Elections are held every five years. The last contested elections would have been held in May 2017, had there been more candidates than available seats. For example, only six candidates stood in St Fagans for nine seats, whilst in Radyr & Morganstown eight candidates stood for thirteen seats.
In Pentyrch, ten candidates (6 Ind, 3 Lab, 1 Plaid Cymru) put themselves forward for thirteen seats, so all were elected unopposed.

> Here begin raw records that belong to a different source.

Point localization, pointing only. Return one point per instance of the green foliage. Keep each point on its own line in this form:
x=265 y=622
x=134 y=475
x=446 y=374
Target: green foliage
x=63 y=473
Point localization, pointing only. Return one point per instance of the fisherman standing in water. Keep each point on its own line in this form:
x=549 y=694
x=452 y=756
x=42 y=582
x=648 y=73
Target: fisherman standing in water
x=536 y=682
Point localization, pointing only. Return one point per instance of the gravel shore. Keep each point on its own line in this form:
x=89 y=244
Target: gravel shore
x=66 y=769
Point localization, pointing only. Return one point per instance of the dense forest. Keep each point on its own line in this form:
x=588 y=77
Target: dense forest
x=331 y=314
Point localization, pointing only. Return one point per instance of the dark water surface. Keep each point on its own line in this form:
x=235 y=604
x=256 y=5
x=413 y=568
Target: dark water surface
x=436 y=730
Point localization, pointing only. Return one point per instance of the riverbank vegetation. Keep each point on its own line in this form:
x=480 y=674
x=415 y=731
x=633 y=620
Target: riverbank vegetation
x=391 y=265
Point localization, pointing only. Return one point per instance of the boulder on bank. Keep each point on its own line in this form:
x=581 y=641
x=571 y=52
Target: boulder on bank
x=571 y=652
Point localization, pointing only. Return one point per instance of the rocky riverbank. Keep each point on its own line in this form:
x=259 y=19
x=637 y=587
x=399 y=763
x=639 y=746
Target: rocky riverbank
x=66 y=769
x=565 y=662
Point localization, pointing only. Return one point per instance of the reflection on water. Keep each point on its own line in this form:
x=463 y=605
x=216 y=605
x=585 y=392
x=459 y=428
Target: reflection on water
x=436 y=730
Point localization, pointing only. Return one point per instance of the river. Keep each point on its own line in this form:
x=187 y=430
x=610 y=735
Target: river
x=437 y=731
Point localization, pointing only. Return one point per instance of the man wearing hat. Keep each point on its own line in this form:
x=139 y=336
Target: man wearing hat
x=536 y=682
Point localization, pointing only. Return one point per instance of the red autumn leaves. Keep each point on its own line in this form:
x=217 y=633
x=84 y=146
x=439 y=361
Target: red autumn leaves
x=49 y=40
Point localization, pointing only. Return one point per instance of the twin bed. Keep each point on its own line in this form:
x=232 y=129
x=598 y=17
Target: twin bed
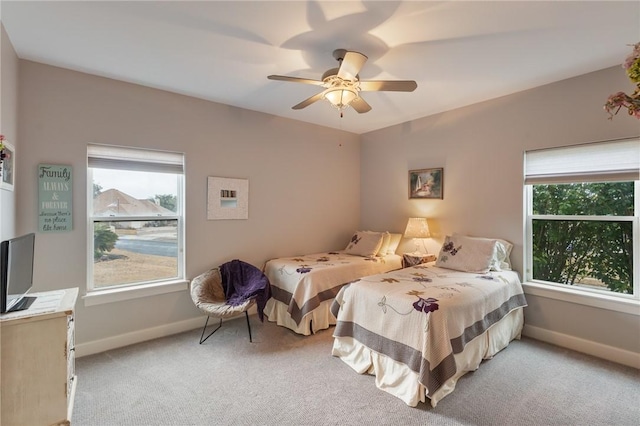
x=418 y=329
x=303 y=287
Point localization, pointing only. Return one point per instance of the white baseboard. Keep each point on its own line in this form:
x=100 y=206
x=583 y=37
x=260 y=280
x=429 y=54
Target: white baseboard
x=621 y=356
x=138 y=336
x=97 y=346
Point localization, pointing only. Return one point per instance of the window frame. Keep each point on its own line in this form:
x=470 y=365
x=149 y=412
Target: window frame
x=626 y=303
x=120 y=292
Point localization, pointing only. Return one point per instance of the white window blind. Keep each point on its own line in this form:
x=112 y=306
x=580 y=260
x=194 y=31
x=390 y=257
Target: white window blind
x=603 y=161
x=117 y=157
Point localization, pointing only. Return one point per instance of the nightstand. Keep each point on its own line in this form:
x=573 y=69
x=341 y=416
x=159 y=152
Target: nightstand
x=412 y=259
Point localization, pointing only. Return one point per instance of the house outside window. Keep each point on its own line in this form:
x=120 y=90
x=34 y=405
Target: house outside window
x=136 y=223
x=583 y=218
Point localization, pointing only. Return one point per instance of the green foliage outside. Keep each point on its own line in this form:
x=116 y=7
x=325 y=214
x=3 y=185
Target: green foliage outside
x=568 y=251
x=104 y=240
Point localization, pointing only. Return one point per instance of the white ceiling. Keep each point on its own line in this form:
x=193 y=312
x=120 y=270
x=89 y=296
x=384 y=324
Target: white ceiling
x=458 y=52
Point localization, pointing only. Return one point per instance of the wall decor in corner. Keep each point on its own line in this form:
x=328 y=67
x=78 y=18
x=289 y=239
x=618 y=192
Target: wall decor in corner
x=7 y=164
x=426 y=183
x=55 y=198
x=227 y=198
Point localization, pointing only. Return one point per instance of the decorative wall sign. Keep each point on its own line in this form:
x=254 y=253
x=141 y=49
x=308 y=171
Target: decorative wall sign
x=8 y=166
x=227 y=198
x=55 y=198
x=426 y=183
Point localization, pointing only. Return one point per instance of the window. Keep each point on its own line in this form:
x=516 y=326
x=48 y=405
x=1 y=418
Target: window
x=583 y=218
x=135 y=210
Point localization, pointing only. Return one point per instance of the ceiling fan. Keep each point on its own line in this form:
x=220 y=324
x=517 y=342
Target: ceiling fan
x=342 y=85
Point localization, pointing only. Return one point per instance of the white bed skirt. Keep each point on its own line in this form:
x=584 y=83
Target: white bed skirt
x=399 y=380
x=320 y=318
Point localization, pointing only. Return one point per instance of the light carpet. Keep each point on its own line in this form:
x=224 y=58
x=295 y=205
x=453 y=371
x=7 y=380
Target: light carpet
x=286 y=379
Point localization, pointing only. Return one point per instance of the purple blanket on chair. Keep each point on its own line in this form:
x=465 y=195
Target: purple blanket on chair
x=242 y=281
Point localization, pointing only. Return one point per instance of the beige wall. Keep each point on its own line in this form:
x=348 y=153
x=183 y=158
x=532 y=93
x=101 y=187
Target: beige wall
x=481 y=149
x=309 y=186
x=303 y=182
x=8 y=126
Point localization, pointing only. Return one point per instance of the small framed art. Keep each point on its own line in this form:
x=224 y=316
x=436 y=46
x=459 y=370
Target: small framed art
x=227 y=198
x=7 y=166
x=426 y=183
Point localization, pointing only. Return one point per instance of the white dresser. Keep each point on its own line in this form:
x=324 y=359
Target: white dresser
x=37 y=367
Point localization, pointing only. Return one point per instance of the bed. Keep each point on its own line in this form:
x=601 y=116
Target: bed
x=419 y=329
x=303 y=287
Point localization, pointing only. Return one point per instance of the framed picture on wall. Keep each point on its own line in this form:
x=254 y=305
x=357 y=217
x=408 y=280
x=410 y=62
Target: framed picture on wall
x=426 y=183
x=8 y=166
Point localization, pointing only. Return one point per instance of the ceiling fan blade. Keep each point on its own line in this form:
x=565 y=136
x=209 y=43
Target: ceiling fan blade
x=360 y=105
x=308 y=101
x=295 y=79
x=351 y=65
x=390 y=86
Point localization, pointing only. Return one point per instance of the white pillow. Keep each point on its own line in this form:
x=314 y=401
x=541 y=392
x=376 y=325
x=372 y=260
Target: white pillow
x=467 y=254
x=501 y=260
x=364 y=243
x=394 y=242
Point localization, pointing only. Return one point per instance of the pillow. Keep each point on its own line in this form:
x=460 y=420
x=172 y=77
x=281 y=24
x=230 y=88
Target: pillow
x=364 y=244
x=394 y=242
x=467 y=254
x=501 y=260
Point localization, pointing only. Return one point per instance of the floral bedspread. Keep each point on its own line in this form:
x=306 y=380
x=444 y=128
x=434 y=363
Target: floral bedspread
x=422 y=316
x=303 y=282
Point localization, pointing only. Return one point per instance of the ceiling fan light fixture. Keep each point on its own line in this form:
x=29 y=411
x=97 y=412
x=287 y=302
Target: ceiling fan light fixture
x=340 y=97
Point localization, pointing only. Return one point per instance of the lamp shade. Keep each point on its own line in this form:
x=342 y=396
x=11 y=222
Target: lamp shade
x=417 y=227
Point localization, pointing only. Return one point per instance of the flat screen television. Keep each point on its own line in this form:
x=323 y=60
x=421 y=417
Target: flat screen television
x=16 y=273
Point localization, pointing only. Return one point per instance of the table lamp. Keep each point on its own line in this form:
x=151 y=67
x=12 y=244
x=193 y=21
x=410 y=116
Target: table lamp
x=418 y=229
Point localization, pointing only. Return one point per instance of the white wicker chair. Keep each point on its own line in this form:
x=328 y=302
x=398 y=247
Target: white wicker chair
x=208 y=295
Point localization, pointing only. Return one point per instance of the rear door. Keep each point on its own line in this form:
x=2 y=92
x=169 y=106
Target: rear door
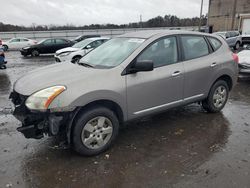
x=153 y=91
x=199 y=66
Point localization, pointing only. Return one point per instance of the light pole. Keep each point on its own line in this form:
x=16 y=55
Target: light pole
x=200 y=15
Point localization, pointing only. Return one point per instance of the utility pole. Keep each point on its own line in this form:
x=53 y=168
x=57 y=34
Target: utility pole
x=200 y=15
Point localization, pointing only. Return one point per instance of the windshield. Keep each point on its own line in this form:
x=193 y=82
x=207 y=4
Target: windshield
x=112 y=53
x=82 y=43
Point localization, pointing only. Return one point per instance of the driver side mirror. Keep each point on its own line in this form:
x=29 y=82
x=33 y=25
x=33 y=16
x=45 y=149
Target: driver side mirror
x=141 y=66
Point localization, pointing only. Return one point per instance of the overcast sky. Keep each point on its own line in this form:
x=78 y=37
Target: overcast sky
x=84 y=12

Community Councils have the ability to co-opt new Councillors between elections to fill vacancies if not enough candidates stand for election. Alternatively, a By-election will be called if ten or more registered electors within the relevant ward call for one after a Notice of Casual Vacancy is published.

In March 2020, there were twelve Co-opted Community Councillors in Cardiff (3 on Lisvane, 4 on Pentyrch, 3 on St Fagans, 1 on Tongwynlais and 1 on Radyr & Morganstown) as well as three vacant seats (2 on Old St Mellons and 1 on Pentyrch) on the six Council websites.